On Thu, Jul 21, 2022 at 05:20:01PM +0300, Vladimir Oltean wrote:
> On Thu, Jul 21, 2022 at 04:27:52PM +0300, Ido Schimmel wrote:
> > I tried looking information about MAB online, but couldn't find
> > detailed material that answers my questions, so my answers are based
> > on what I believe is logical, which might be wrong.
> 
> I'm kind of in the same situation here.

:(

> 
> > Currently, the bridge will forward packets to a locked entry which
> > effectively means that an unauthorized host can cause the bridge to
> > direct packets to it and sniff them. Yes, the host can't send any
> > packets through the port (while locked) and can't overtake an existing
> > (unlocked) FDB entry, but it still seems like an odd decision. IMO, the
> > situation in mv88e6xxx is even worse because there an unauthorized host
> > can cause packets to a certain DMAC to be blackholed via its zero-DPV
> > entry.
> > 
> > Another (minor?) issue is that locked entries cannot roam between locked
> > ports. Lets say that my user space MAB policy is to authorize MAC X if
> > it appears behind one of the locked ports swp1-swp4. An unauthorized
> > host behind locked port swp5 can generate packets with SMAC X,
> > preventing the true owner of this MAC behind swp1 from ever being
> > authorized.
> 
> In the mv88e6xxx offload implementation, the locked entries eventually
> age out from time to time, practically giving the true owner of the MAC
> address another chance every 5 minutes or so. In the pure software
> implementation of locked FDB entries I'm not quite sure. It wouldn't
> make much sense for the behavior to differ significantly though.

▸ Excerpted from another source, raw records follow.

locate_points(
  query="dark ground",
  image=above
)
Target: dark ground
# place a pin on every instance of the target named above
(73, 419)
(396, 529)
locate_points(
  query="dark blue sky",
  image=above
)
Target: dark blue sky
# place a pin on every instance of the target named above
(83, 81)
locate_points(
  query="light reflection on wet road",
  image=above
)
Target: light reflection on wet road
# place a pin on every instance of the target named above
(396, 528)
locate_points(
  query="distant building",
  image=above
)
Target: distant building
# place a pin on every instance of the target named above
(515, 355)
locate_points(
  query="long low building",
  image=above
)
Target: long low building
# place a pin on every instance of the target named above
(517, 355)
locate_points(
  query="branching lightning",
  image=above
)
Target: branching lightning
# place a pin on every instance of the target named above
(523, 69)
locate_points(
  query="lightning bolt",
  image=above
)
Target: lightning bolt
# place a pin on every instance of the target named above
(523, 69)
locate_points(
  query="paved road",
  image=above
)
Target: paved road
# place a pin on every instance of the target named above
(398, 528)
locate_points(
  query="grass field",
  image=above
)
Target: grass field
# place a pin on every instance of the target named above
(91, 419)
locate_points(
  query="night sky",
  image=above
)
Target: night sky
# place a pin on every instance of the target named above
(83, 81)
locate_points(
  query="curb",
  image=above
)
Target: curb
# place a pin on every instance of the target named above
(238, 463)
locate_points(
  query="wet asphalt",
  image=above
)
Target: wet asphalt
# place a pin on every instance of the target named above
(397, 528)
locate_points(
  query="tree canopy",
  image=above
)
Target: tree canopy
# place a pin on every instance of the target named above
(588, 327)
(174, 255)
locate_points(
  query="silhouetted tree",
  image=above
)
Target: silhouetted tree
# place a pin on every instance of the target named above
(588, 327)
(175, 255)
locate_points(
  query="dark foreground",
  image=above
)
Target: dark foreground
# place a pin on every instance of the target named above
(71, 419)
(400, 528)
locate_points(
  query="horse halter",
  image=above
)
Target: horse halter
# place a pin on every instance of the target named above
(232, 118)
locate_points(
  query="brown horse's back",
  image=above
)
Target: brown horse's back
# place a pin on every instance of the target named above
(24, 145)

>From what I can tell, the same happens in software, but this behavior
does not really make sense to me. It differs from how other learned
entries age/roam and can lead to problems such as the one described
above. It is also not documented anywhere, so I can't tell if it's
intentional or an oversight. We need to have a good reason for such a
behavior other than the fact that it appears to conform to the quirks of
one hardware implementation.

> 
> > It seems like the main purpose of these locked entries is to signal to
> > user space the presence of a certain MAC behind a locked port, but they
> > should not be able to affect packet forwarding in the bridge, unlike
> > regular entries.
> 
> So essentially what you want is for br_handle_frame_finish() to treat
> "dst = br_fdb_find_rcu(br, eth_hdr(skb)->h_dest, vid);" as NULL if
> test_bit(BR_FDB_LOCKED, &dst->flags) is true?

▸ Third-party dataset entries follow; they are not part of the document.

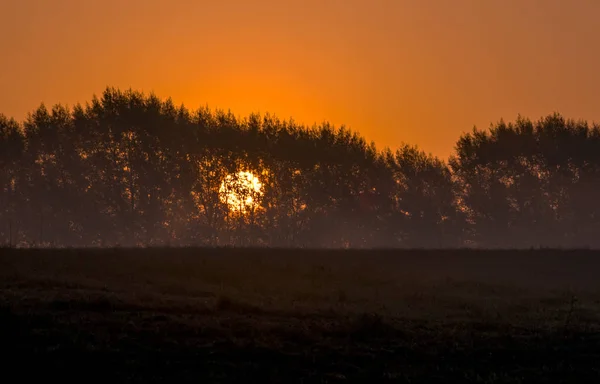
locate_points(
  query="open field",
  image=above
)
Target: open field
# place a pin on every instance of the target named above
(292, 316)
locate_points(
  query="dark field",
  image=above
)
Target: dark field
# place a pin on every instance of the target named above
(197, 315)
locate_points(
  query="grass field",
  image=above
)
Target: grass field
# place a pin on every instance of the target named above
(300, 316)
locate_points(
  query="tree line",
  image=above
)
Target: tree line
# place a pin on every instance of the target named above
(131, 169)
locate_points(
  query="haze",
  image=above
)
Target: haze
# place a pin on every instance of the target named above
(397, 71)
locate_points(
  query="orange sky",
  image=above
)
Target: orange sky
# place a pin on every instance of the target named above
(418, 71)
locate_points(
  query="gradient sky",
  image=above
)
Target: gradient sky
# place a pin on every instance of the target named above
(418, 71)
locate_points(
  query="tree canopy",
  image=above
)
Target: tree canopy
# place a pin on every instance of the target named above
(131, 169)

Yes. It's not clear to me why unauthorized hosts should be given the
ability to affect packet forwarding in the bridge through these locked
entries when their primary purpose seems to be notifying user space
about the presence of the MAC. At the very least this should be
explained in the commit message, to indicate that some thought went into
this decision.

> 
> > Regarding a separate knob for MAB, I tend to agree we need it. Otherwise
> > we cannot control which locked ports are able to populate the FDB with
> > locked entries. I don't particularly like the fact that we overload an
> > existing flag ("learning") for that. Any reason not to add an explicit
> > flag ("mab")? At least with the current implementation, locked entries
> > cannot roam between locked ports and cannot be refreshed, which differs
> > from regular learning.
> 
> Well, assuming we model the software bridge closer to mv88e6xxx (where
> locked FDB entries can roam after a certain time), does this change things?
> In the software implementation I think it would make sense for them to
> be able to roam right away (the age-out interval in mv88e6xxx is just a
> compromise between responsiveness to roaming and resistance to DoS).

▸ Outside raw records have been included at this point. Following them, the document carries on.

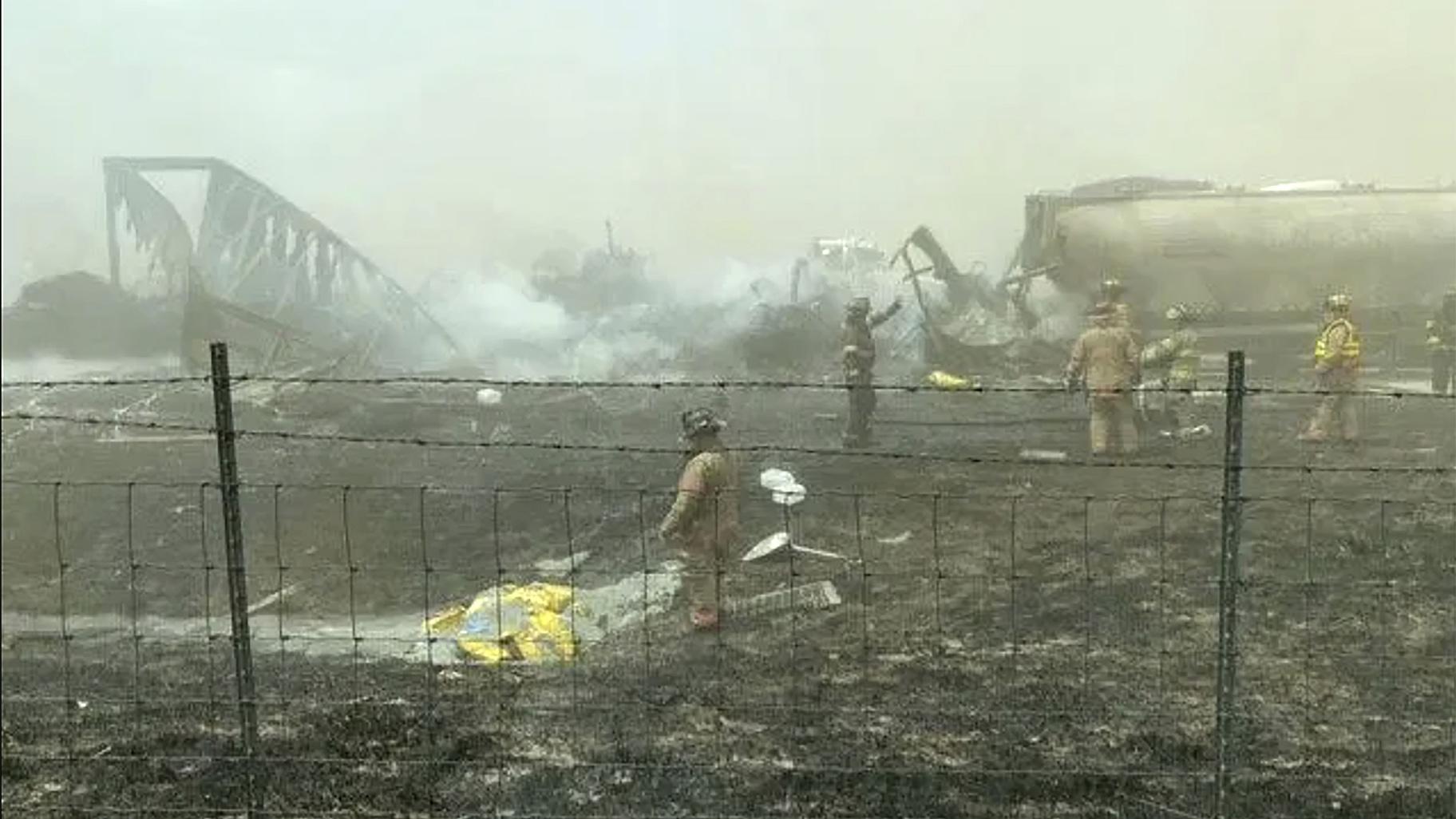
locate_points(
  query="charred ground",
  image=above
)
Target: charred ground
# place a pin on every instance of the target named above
(1033, 640)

Exactly. If this is the best that we can do with mv88e6xxx, then so be
it, but other implementations (software/hardware) do not have the same
limitations and I don't see a reason to bend them.

Regarding "learning" vs. "mab" (or something else), the former is a
well-defined flag available since forever. In 5.18 and 5.19 it can also
be enabled together with "locked" and packets from an unauthorized host
(modulo link-local ones) will not populate the FDB. I prefer not to
change an existing behavior.

>From usability point of view, I think a new flag would be easier to
explain than explaining that "learning on" behaves like A or B, based on
whether "locked on" is set. The bridge can also be taught to forbid the
new flag from being set when "locked" is not set.

A user space daemon that wants to try 802.1x and fallback to MAB can
enable both flags or enable "mab" after some timer expires.